Marshall v. H. K. Ferguson Co.

SPROUSE, Circuit Judge,

dissenting:

I respectfully dissent.

A manufacturer is under a duty to exercise ordinary care to design a product that is reasonably safe for the purpose for which it is intended. Turner v. Manning, Maxwell & Moore, 216 Va. 245, 217 S.E.2d 863 (1975). As the majority opinion correctly notes, plaintiff thus has the burden of proving that (1) the Ponndorf was unreasonably dangerous either for the use to which it would ordinarily be put or for some other reasonably foreseeable purpose, and that (2) the unreasonably dangerous condition existed when the machine left the defendant’s hand. Logan v. Montgomery Ward & Co., Inc., 216 Va. 425, 219 S.E.2d 685 (1975).

The duty of a manufacturer extends to protection against the reasonably foreseeable risks of the use of his product in the particular environment which is normal for the use of that product. Barnes v. Litton Industrial Products, Inc., 555 F.2d 1184 (4th Cir. 1977), citing Spruill v. Boyle-Midway, Inc., 308 F.2d 79 (4th Cir. 1962). The determinative questions here are whether the cleaning procedures were a reasonably foreseeable risk and, if they were, was the conveyor unreasonably dangerous for persons following those procedures. Sufficient evidence was presented at trial to indicate that these questions were properly the subject for jury consideration.

The majority would find no duty to warn on the theory that the danger was open and obvious, citing Spangler v. Franco, Inc., 481 F.2d 373 (4th Cir. 1973). Spangler involved an injury received from being struck by a crane on a construction site. The injury received in the case sub judice was caused by a build-up of internal pressure in a hops conveyor which was externally invisible and unexplained by sign or other instruction. Such a danger cannot be said, as a matter of law, to be so obvious and open as to preclude the application of the doctrine of duty to warn. See Restatement (Second) of Torts § 388 (1965); Featherall v. Firestone Tire and Rubber Co., 319 Va. 949, 252 S.E.2d 358 (1979). This question would have been better left to the jury.

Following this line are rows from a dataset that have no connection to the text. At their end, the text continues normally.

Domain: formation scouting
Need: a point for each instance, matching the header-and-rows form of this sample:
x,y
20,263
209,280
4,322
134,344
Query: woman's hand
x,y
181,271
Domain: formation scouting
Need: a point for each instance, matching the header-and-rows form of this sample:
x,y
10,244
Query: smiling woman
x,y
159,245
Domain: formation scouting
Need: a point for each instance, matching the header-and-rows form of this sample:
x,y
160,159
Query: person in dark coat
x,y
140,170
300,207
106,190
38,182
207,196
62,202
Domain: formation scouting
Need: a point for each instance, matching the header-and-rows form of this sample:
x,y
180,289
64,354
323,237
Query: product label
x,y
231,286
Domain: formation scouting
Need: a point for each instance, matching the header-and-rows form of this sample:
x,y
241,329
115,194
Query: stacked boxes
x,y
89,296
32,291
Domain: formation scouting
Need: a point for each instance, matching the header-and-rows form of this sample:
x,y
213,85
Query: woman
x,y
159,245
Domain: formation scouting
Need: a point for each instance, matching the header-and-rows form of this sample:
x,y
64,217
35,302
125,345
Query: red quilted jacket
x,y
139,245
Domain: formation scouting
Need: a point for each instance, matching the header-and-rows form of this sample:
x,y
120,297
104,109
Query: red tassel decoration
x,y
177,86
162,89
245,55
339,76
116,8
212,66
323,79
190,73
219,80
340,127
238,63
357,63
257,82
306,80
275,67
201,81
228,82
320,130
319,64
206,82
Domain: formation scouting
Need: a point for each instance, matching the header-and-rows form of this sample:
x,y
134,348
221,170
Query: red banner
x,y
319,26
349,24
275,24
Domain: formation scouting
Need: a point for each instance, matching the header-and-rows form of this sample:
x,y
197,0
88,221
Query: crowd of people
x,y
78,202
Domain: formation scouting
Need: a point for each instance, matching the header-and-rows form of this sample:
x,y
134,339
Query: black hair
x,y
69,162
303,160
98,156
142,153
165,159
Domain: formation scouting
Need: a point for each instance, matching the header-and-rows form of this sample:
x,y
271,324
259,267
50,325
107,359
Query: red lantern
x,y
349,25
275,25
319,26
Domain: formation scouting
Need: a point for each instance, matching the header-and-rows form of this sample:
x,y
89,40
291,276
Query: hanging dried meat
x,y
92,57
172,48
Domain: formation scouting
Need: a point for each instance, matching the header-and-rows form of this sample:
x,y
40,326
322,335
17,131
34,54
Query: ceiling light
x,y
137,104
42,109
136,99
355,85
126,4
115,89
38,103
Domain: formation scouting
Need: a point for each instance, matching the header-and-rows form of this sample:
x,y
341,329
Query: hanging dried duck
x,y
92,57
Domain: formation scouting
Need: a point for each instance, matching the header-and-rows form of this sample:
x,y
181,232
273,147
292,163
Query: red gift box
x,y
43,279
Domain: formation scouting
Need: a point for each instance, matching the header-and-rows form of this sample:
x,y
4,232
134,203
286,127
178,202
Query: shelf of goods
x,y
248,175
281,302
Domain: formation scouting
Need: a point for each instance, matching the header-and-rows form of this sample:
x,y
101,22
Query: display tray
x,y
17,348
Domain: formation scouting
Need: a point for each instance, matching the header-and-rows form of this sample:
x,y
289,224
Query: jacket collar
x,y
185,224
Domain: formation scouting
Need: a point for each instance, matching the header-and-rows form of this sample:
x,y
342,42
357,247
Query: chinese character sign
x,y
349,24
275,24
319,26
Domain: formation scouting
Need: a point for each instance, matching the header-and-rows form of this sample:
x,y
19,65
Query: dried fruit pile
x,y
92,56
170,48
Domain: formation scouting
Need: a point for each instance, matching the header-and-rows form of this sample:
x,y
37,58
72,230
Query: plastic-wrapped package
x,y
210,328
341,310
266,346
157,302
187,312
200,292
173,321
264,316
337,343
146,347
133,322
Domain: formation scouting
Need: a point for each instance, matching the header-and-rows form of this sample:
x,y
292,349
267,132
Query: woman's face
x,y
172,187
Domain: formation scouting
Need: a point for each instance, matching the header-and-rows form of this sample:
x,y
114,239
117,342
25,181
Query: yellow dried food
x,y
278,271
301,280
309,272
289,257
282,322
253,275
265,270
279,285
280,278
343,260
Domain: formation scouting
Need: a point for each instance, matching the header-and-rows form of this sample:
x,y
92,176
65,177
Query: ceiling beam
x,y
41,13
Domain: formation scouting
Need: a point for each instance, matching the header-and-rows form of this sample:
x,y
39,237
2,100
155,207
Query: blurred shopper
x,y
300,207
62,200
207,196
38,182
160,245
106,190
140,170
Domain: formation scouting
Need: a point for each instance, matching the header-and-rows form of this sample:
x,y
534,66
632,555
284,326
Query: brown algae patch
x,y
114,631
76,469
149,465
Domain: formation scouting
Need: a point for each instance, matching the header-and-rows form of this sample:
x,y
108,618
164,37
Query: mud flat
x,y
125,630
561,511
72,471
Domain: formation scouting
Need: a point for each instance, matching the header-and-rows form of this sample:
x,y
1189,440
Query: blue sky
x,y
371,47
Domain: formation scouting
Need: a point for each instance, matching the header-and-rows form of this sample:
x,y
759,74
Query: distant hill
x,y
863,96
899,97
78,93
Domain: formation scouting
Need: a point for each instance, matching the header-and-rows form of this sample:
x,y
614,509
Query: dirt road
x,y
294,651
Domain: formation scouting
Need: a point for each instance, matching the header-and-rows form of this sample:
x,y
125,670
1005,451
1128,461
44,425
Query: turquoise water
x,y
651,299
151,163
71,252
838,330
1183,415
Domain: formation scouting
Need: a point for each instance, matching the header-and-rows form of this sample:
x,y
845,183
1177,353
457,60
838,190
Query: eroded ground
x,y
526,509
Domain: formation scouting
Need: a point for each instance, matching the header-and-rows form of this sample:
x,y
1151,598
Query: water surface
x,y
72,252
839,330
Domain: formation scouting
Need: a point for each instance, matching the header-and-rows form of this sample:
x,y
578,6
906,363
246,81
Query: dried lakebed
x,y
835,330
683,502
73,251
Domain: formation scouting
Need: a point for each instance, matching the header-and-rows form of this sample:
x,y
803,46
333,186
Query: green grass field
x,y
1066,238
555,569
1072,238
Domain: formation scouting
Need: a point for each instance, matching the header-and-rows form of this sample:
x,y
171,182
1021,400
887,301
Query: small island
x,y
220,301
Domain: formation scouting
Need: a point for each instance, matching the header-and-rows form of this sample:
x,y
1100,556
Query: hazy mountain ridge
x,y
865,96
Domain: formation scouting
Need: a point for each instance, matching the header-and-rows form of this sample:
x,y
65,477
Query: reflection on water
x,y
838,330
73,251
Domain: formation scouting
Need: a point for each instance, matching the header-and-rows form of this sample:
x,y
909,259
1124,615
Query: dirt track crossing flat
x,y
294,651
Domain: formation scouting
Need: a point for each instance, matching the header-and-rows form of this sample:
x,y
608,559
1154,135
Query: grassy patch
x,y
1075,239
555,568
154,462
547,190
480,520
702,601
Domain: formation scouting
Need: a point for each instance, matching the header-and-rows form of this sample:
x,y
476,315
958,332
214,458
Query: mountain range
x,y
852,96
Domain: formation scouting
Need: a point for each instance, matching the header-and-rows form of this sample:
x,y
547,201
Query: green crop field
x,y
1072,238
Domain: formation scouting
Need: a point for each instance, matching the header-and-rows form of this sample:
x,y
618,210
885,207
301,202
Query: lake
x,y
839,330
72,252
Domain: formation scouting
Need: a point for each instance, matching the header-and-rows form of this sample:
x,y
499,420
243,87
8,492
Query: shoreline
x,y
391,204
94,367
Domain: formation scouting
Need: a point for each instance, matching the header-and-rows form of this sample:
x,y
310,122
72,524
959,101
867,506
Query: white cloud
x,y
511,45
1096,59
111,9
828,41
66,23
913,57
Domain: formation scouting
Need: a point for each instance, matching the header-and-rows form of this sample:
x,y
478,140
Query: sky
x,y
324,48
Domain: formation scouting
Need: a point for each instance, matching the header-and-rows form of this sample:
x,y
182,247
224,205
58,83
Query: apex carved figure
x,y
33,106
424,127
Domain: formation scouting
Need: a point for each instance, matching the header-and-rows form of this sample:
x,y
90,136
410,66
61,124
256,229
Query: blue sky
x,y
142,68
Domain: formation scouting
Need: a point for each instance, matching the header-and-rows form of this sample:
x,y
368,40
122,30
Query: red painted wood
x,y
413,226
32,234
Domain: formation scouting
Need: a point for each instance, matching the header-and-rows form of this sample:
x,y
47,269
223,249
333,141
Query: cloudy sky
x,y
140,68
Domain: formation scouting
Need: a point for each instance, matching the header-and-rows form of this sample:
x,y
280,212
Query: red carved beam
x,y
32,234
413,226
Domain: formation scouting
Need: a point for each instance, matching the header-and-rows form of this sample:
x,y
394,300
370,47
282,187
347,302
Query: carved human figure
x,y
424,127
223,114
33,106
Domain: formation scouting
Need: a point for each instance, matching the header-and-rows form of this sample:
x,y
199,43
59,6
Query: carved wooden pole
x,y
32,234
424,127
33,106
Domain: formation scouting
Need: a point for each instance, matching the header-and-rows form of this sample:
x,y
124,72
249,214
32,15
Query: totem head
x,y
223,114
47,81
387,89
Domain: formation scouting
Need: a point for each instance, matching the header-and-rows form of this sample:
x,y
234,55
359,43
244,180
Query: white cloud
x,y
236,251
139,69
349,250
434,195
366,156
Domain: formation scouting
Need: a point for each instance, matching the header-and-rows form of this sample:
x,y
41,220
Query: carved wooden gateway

If the plaintiff had been aware of the potential build-up of pressure in the Ponn-dorf conveyor, the manufacturer would have had no duty to warn him. There is no evidence that he had such actual knowledge. I disagree that the knowledge of the engineers of Anheuser-Busch can be imputed to the plaintiff. While there is authority to the contrary, I believe the better view is that the knowledge of a third person relieves a manufacturer of the duty to warn only when that knowledge gives the manufacturer a reasonable assurance that the necessary information will reach those whose safety depends upon having it, the users of that product. See L. Frumer & M. Friedman, 1 Products Liability, § 8.03[3] (1979); Restatement (Second) of Torts § 388, Comment n (1965). To hold otherwise would frustrate the salutary purposes of Section 388. Gordon v. Niagara Machine & Tool Works, 574 F.2d 1182 (5th Cir. 1978). *888Whether a reasonable assurance existed in the present case was, again, a question for the jury.

Inasmuch as the evidence discloses that The H. K. Ferguson Company designed and constructed the brewing system which included the hops conveyor, I would likewise require that the question of whether Ferguson also had a duty to warn under Section 388 be submitted to the jury.